The door-closing provision does however provide some protection for businesses unauthorized to conduct business in our state – the validity of any contracts, deeds, mortgages, security interests, or corporate acts are not affected by not registering as a foreign corporation. Fla. Stat. § 607.1502(5). This may have an adverse effect and encourage businesses not to register, since technically they could still conduct their business without registering.
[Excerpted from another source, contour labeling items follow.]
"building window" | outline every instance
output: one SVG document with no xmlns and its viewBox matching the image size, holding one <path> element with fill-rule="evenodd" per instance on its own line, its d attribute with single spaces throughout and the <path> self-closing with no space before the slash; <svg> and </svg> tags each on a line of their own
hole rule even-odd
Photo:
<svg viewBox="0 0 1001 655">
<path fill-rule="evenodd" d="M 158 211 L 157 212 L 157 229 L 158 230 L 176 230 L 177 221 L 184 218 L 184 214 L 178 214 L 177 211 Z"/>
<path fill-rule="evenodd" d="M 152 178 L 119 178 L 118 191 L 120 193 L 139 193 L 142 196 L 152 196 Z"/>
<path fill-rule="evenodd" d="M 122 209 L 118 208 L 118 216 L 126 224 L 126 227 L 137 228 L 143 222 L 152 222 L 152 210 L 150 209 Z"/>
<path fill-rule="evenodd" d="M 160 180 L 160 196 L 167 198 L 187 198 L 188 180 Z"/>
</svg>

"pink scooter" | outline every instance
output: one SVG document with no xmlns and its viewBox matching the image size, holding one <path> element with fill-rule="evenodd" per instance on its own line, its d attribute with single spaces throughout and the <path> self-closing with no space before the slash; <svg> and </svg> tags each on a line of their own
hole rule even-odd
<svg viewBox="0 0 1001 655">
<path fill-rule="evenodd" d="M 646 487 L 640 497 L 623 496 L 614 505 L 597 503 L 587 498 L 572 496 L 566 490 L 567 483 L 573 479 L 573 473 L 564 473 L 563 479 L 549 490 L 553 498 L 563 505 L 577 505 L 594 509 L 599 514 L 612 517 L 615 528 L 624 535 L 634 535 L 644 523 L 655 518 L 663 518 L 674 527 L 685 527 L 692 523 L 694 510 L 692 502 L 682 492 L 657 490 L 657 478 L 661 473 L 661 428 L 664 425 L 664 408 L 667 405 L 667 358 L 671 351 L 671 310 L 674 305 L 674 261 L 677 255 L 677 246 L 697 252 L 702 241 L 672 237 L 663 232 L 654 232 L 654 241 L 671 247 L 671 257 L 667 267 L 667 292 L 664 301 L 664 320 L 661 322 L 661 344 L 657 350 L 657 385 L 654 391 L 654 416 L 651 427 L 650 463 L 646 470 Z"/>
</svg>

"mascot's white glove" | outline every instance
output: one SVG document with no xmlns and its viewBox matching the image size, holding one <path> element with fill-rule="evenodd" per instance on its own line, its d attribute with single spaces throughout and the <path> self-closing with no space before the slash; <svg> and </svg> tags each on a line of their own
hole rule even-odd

Another loophole in the provision is that is does not apply to federal questions – meaning that a nonresident can seek adjudication of its federally created rights in a federal forum, including Florida. Help at Home, Inc. v. CAM Enters., LLC, 2015 U.S. Dist. LEXIS 28131 (S.D. Fla. Mar. 9, 2015). In Help at Home, Inc., Help at Home Inc. (“HAH”), an Illinois corporation who is not registered in Florida, brought a trademark and copyright infringement claim in the United States District Court for the Southern District of Florida against CAM Enterprises, Silvertree Home Healthcare Inc., PCC Universal Inc., and their respective principals (collectively “Defendants”). HAH brought the suit to Florida because the Defendants are all registered in Florida and that is where the infringement took place. Being that HAH is not registered in Florida, Defendants filed a motion to dismiss alleging that a Florida court did not have subject matter jurisdiction citing the door-closing provision – an unauthorized foreign corporation could not bring a suit in Florida. However, District Judge Kenneth A. Marra disagreed with Defendants concluding that because this was a federal question claim (trademark and copyright are regulated by Federal law), and not a diversity claim, a Florida court did in fact have jurisdiction.

Copyright ViolationThis case highlights a key distinction from Florida’s long-arm statute, that although unauthorized foreign corporations can defend a claim brought against them in Florida by a Florida resident, unauthorized foreign corporations cannot bring a claim in Florida against a Florida resident. However, for those foreign corporations who aren’t aware of the door-closing statute and file a claim in Florida anyway, the statute provides a provision allowing the court to “hold” a claim until the foreign corporation obtains a certificate of authority. Fla. Stat. § 607.1502(3). In addition to the “hold,” there are some fines that the foreign corporation would have to pay if they conducted business in Florida illegally, such as: 1) the fees and taxes the foreign corporation would have paid if it had registered in Florida; and 2) a civil penalty ranging from $500-$1,000.

The takeaway is, sure you may be able to get away with doing business in Florida without a license, but if you want to be able to protect your business when it gets into legal trouble, which businesses often do, it’s best to register your business and have that protection without having to pay the additional fees and back taxes.